Working with inexperienced Insurance Producers, I am aware that the concept of analyzing risk can be quite foreign to those newer to the industry. I'm finding that there is a lack of knowledge in the proper placement of risk in the personal insurance arena in general. I'm hiring to make that concept a bit easier to understand by examining what components of a risk need to be considered when making carrier placement decisions.

The widespread use of comparative raters has been the one factor that may confuse insurance personnel the most. Technology has advanced tremendously in the past several years, but none of the rats adequately possess the ability to analyze a risk and eliminate the rates of carriers that do not even want that particular risk. If a rate comes back and they are competitive- they must want the risk- right?

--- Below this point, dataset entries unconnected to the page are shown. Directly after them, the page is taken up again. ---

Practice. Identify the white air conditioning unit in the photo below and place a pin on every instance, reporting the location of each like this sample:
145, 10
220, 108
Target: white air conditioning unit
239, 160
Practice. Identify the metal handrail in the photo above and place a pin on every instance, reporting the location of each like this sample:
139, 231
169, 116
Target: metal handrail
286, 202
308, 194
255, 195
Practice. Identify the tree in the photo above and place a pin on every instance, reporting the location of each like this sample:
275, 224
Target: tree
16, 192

Overwhelmingly, the answer to that question is NO! In personal lines, we are typically starting the analysis by determining if a risk is "preferred" or "standard / non-standard." Here are the characteristics of a "preferred" risk:

– Positive physical attributes of property to be insured . Homes need to be well-maintained and depending upon the year built, updating of plumbing, roof (except some tile and slate), wiring and HVAC systems must be done in the past 30-35 years. Autos need to also be well-maintained and free of any damage. Pride of ownership is evident.

– Loss history is clear . A preferred risk has no losses in the past 5 years. A water loss or liability loss may indicate an exposure that may have a higher probability of having another loss. For property exposures, losses follow the insured. If you have an insured that owns multiple properties and the home is loss free but the rentals have losses; those losses will be taken into consideration on the home when determining the illegibility of the risk. This is especially true if the carrier will not be insuring the rental properties. You need to understand those losses even if you are currently not insuring those properties to have a discussion with the underwriter on the merits of the risk. On auto, multiple not at-fault accidents are generally precursors to an at-fault accident.

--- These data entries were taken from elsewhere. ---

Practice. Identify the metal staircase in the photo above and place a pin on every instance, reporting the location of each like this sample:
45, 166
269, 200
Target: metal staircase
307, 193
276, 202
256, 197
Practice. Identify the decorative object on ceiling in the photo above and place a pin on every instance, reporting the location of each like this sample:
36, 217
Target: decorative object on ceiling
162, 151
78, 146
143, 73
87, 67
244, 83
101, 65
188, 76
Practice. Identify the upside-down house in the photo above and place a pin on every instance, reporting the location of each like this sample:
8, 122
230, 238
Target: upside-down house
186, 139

– Be aware of trends in the marketplace and how your risk may be affected . For example, in recent years in Southern California, water losses have been extremely prevalent among homes with a certain type of plumbing and and with certain years built. Your prospect may have a higher probability of loss due to these external factors.

– Insured wants proper insurance to cover assets . A preferred client understands that losses filed will be catastrophic in nature and not maintenance issues. They also understand the value of high deductibles because the long- term cost savings due to reduced overall premiums paid is in their best interest.

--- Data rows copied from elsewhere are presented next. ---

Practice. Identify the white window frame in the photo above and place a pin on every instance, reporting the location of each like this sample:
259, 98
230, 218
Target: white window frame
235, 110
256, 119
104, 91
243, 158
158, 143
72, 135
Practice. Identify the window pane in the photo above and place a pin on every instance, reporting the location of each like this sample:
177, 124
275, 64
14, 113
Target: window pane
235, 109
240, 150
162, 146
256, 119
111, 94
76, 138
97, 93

– Understand lifestyle and hobbies . There is a difference between having a large home to insure and a complex lifestyle. Insureds with large schedules, frequent travel, loan artwork to museums, have in-servant exposures or own "toys" belong in a "High Value" market as their lifestyle requires additional expertise at the time of a loss not to mention that they tend to have higher expectations of how a claim will be handled in general. Placing these risks in a "Middle Market" does a complete disservice to the client.

– Bills are paid on time . Clients that have billing issues or regularly get late notices do not belong in a preferred market. Choose lump sum or Recurring Credit Card / EFT for best retention and fewer phone calls.

– There should be an expectation that you will place the entire account . There is nothing positive about writing a mono-line policy. Even if the other policies do not renew for several months, you need all information when writing the first policy to make sure you are able to determine the best "home" for that particular client. The retention is higher (the only way you make money), another agent does not have the opportunity to market to an "existing" client, the client gets all the account discounts available which can be fundamental and you will know that all of the clients exposures are being properly insured.

– Prior insurance with high limits exists. Preferred carriers are offering their best rates to clients who qualify. Prior insurance with high liability limits reflects an attitude toward insurance that the client embarks the value of being properly protected. Insurance only works when the carrier is getting the proper premium for the exposure.

– Profit sharing and protecting markets matter to the agency. Placing risk with carriers with an appetite for that type of risk is extremely important to the long-term success of the agency. Carriers depend on their agents to be honest about the risk presented otherwise these decisions will come back to negatively impact their business relationships. It's extremely important to limit the number of markets you choose to do business with so that you can understand and keep up with changing appetites. You may want to assign each staff member to be a carrier expert so everyone does not have to know everything about every market.

It's really easy to get personally involved with a client or prospect and want to offer them the best rate possible no matter what. Do so at your own risk! This is a profession and you need the skill to keep the business considerations foremost in mind when placing risk. If you can do this, you will work in a business that can be very good to you!